Потрясенная до глубины души, возвратилась она в камеру, зашила в лоскуток заветный подарок и бережно спрятала его на груди, повесив на одну тесьму со своим шейным крестиком. С этой минуты старинный рубль сделался для нее величайшей драгоценностью, самой заветной святыней, с которой соединились бесконечная материнская любовь и живое воспоминание о последних прощальных мгновениях.

«Где бы я ни была, что бы со мной ни случилось, я не расстанусь с ним!» – решила она в эту минуту величайшей скорби, чувствуя, что среди наступившего для нее душевного сиротства и нравственного одиночества эта вещь является уже единственным звеном, связующим ее жизнь и душу с детьми и со днями прошлого, светлого и улетевшего счастья.

XLV

ОПЯТЬ НА МУЖСКОМ ТАТЕБНОМ

Немного прошло времени с тех пор, как мы покинули Ивана Вересова под честной эгидой Рамзи, на татебном отделении, но много прибавилось там постояльцев в этот промежуток. Жизнь – все та же, что и прежде, с тою только вечно повторяющейся разницей, что на место некоторых старых «жильцов», угодивших либо на волю, либо на Владимирку, в Палестины забугорные прибывают день ото дня «жильцы» новые, с тою же по большей части, перспективой воли – «с подозрением», да длинной Владимирки и Уральских бугров. Так что в сущности можно сказать, что на татебном отделении, равно как и на прочих, ничто не изменилось.

Дрожин после знаменитого рукопожатия Рамзи недель шесть провалялся в лазарете, пока ему залечили размозженную кисть. Начальству показал, что, по нечаянности, сам причинен в своем несчастии: дверью, мол, невзначай ущемил. Начальство недоверчиво головою покачало, однако удовлетворилось таким объяснением – по очень простой причине: другого, истинного, ему никогда не дождаться от арестанта, пока оно остается «начальством» и взирает на него исключительно как на субъект, за каждый малейший проступок подлежащий исправительным внушениям, кои суть весьма разнообразны и строги.

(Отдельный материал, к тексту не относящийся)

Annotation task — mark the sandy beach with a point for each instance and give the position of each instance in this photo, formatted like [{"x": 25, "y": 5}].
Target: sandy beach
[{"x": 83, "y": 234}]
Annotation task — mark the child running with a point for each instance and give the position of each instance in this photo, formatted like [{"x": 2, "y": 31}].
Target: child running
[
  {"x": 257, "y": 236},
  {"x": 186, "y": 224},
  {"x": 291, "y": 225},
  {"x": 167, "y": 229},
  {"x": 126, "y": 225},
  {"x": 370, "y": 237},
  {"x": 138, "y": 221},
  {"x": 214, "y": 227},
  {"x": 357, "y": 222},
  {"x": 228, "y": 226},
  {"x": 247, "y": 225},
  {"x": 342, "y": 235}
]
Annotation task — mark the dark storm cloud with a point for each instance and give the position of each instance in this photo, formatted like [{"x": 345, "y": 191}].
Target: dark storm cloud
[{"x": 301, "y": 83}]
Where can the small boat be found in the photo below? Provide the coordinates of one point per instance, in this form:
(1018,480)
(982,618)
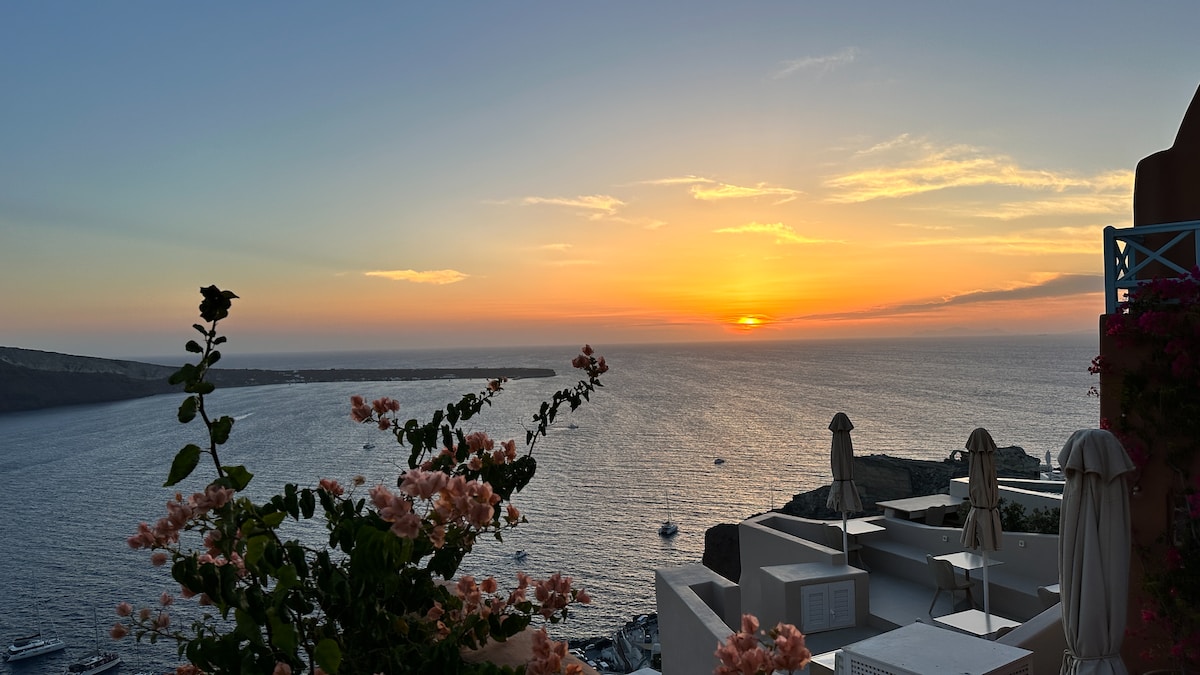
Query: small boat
(669,529)
(99,662)
(33,645)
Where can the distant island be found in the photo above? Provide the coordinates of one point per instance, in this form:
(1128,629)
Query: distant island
(34,380)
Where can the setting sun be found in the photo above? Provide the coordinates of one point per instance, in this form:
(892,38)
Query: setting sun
(750,322)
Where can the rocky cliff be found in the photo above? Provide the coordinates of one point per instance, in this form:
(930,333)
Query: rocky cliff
(34,380)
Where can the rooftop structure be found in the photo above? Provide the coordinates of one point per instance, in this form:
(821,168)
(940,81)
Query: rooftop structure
(795,571)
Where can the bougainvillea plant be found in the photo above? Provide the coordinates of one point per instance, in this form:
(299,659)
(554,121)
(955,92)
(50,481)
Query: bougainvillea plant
(377,591)
(1159,402)
(757,652)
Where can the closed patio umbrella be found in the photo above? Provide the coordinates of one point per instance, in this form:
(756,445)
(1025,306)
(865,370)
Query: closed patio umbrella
(843,494)
(1093,551)
(982,530)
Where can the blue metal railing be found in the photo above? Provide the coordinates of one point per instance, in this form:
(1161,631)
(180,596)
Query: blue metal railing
(1126,254)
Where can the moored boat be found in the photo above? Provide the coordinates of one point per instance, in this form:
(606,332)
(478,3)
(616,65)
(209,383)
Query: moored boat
(99,662)
(33,645)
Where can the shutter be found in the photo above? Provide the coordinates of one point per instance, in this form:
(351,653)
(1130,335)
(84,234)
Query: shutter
(815,607)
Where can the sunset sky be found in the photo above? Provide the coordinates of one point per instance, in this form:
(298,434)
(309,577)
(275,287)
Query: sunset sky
(387,175)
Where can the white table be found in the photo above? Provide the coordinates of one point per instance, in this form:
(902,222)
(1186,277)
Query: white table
(966,561)
(916,507)
(977,622)
(933,650)
(857,526)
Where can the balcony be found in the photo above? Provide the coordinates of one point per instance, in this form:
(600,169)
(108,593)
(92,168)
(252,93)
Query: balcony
(1137,255)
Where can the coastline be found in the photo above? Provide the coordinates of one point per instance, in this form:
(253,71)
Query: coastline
(33,380)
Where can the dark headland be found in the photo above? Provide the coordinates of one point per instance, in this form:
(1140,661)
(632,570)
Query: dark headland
(33,380)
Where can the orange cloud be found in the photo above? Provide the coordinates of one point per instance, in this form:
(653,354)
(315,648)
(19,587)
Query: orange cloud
(438,276)
(783,233)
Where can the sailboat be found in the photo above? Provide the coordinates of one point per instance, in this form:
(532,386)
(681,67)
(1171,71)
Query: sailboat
(34,644)
(669,529)
(99,662)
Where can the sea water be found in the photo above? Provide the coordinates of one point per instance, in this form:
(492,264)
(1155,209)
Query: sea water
(76,481)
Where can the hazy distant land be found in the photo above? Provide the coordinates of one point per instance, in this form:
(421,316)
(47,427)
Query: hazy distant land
(34,380)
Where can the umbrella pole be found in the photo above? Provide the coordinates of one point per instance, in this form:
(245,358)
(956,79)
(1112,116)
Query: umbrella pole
(845,538)
(987,597)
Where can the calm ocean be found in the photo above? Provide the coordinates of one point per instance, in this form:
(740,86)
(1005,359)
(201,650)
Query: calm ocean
(75,482)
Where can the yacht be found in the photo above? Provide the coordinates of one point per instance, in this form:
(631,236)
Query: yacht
(33,645)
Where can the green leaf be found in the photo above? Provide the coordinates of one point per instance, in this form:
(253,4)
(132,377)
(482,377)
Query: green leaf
(221,429)
(283,635)
(307,502)
(328,655)
(255,549)
(187,410)
(185,463)
(238,477)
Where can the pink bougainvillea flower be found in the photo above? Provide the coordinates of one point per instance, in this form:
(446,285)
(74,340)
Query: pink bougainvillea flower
(791,652)
(331,487)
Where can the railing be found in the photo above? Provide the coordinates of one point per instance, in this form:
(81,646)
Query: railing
(1126,254)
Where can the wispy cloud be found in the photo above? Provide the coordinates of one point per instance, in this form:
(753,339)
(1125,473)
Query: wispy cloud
(573,262)
(605,203)
(725,191)
(783,233)
(1051,286)
(820,64)
(1079,240)
(677,180)
(925,226)
(907,166)
(438,276)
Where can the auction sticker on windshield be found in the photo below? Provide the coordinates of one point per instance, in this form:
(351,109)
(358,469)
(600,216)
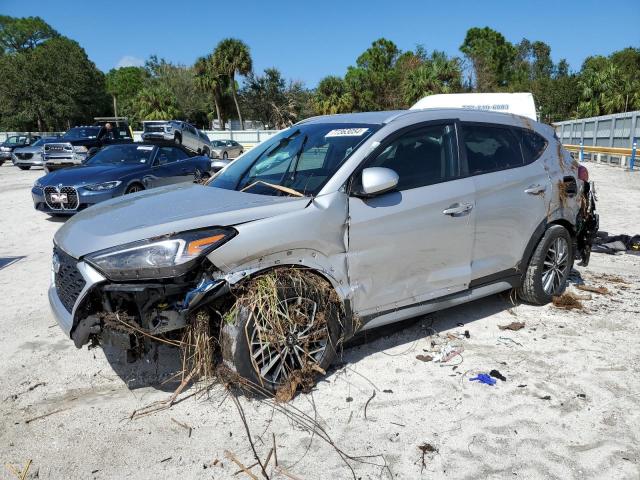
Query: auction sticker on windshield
(347,132)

Смутно было на душе старого Жигана, пока он раскидывал умом-разумом – как ему быть и как держать себя при вторичном появлении в среде камерных сотоварищей? Как пройдет первая минута встречи с ними, и вернется ли к нему все то влияние, на какое он присвоил себе право до рокового появления Рамзи? – все это были кровные, близкие сердцу вопросы, которые долго тревожили старого Жигана в лазарете. Почти все время своего леченья он был необыкновенно мрачен, ни с кем слова не проронил и по большей части лежал отвернувшись к стене от лазаретных товарищей.

– Что, дядя Жиган, с тобой, слышно, здорово поздоровался новый благоприятель? – иронически подошел к нему однажды кто-то из больных.

Жиган, как тигр, мгновенно поднялся на кровати и так грозно сверкнул на подошедшего своими налившимися кровью глазами, что того чуть ли не на сажень отбросило от его постели, словно молнией обожгло, и сразу уж отбило вперед всякому охоту тревожить Жигана какими бы ни было вопросами, да и для остальных послужило достаточно внушительным примером.

Наконец Дрожин надумался, как ему быть по выходе.

Пришел однажды в лазарет один арестантик из дрожинской камеры – попросить какой-то примочки в аптеке и вместе с тем навестить одного больного. Дрожин благодушно кликнул его к своей постели.

– Ну, как там у нас, благополучно? – спросил он.

– Ништо, живет, дядя Жиган!

– А что креститель-то мой здравствует? – осведомился он с осторожной и не то надменной, не то добродушной усмешкой.